There's one critical difference, however: governments have identified Signal and its ilk specifically as a threat to their intelligence gathering capabilities. They don't talk this way about PGP; the public signals overwhelmingly indicate that (1) virtually nobody uses PGP for anything worth surveilling, and (2) anybody who does use it for things worth surveilling bungles it (see above). Thats the government's dream!
> Heck, if you're really paranoid [and metadata is not your primary concern], use PGP over Signal. I don't think any of the alternatives proposed in this thread are chainable in this way like PGP.
This doesn't make sense. What is the "paranoid" model in which PGP provides (1) better cryptographic guarantees and (2) metadata isn't your primary concern? PGP cannot provide forward secrecy, provides all-around weaker cryptographic primitives, and is significantly harder to use correctly. It isn't a rational choice for a paranoid actor to make.
>This doesn't make sense. What is the "paranoid" model in which PGP provides (1) better cryptographic guarantees and (2) metadata isn't your primary concern? PGP cannot provide forward secrecy, provides all-around weaker cryptographic primitives, and is significantly harder to use correctly. It isn't a rational choice for a paranoid actor to make.
I think you must have misunderstood me. By "PGP over Signal" I meant PGP-encrypting messages and pasting the ASCII-armored ciphertext into the Signal client. The idea being that even if the NSA can break Signal's crypto, they might fail to also break whatever crypto you select with PGP. I should have said "both PGP and Signal", sorry for the poor communication.

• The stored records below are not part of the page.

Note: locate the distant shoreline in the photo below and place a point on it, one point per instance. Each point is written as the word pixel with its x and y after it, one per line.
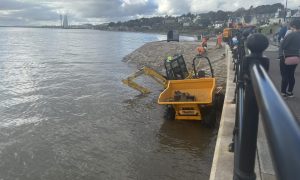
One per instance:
pixel 56 27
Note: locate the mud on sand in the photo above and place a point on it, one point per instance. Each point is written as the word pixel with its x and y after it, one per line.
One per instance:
pixel 153 54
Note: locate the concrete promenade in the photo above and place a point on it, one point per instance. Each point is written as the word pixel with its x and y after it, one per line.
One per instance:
pixel 222 167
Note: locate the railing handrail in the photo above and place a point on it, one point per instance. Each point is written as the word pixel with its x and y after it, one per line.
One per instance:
pixel 281 127
pixel 257 93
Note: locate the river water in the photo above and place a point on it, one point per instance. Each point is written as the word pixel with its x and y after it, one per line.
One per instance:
pixel 66 115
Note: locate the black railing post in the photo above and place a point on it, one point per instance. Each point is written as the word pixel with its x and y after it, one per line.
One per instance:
pixel 248 123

I acknowledge PGP's flaws, but I like it as a ubiquitous DIY tool. I'm hoping that niche gets filled with something better. Though to be honest, I think for the "ubiquitous DIY tool" niche, forward secrecy might just be impractical.
No problem, apologies for my response based on a misunderstanding.
> The idea being that even if the NSA can break Signal's crypto, they might fail to also break whatever crypto you select with PGP.
This is an intuitive idea, but I’ll also hazard that it’s probably security theater: at a “building blocks” level, a theoretical NSA that breaks Signal’s crypto has broken the finite subgroup problem that underpins all of PGP’s cryptography as well.
(The reality is that the NSA doesn’t crack this kind of cryptography, at least not when it’s done correctly. They’re much bigger fans of exploits and implants, which they are absolutely not wasting on “ordinary” criminals.)
Hm, interesting. I don't know much about crypto math. I just typed 'gpg --version' on the command line, and it looks like my gpg has support for various public key schemes including elliptic curves. Are they all based on the same variant of the hidden subgroup problem?
Even if the math itself is bulletproof -- as you stated, there could be an implementation flaw in either the Signal code or the GPG code that effectively bypasses the math, right? See e.g. https://en.wikipedia.org/wiki/GNU_Privacy_Guard#Vulnerabilit...
>They’re much bigger fans of exploits and implants, which they are absolutely not wasting on “ordinary” criminals.
The ASCII-armor scheme I described could be helpful here too. Run Signal in a VM (e.g. with Qubes -- endorsed by Snowden). Copy/paste ciphertext in and out of the VM to GPG. Should be fairly idiotproof because ciphertext doesn't look like plaintext. Now even if the NSA sends you a Signal message that owns the VM, they still need some sort of VM escape/CPU sidechannel, or else knowledge of a vulnerability in GPG's encryption.
>The Rule of Two is a data security principle from the NSA's Commercial Solutions for Classified Program (CSfC).[3] It specifies two completely independent layers of cryptography to protect data. For example, data could be protected by both hardware encryption at its lowest level and software encryption at the application layer. It could mean using two FIPS-validated software cryptomodules from different vendors to en/decrypt data.
>The importance of vendor and/or model diversity between the layers of components centers around removing the possibility that the manufacturers or models will share a vulnerability. This way if one components is compromised there is still an entire layer of encryption protecting the information at rest or in transit. The CSfC Program offers solutions to achieve diversity in two ways. "The first is to implement each layer using components produced by different manufacturers. The second is to use components from the same manufacturer, where that manufacturer has provided NSA with sufficient evidence that the implementations of the two components are independent of one another."[4]
I think the usability complaints here are very valid, but chlorion has a good point that PGP still wins for particular use cases. Heck, if you're really paranoid [and metadata is not your primary concern], use PGP over Signal. I don't think any of the alternatives proposed in this thread are chainable in this way like PGP.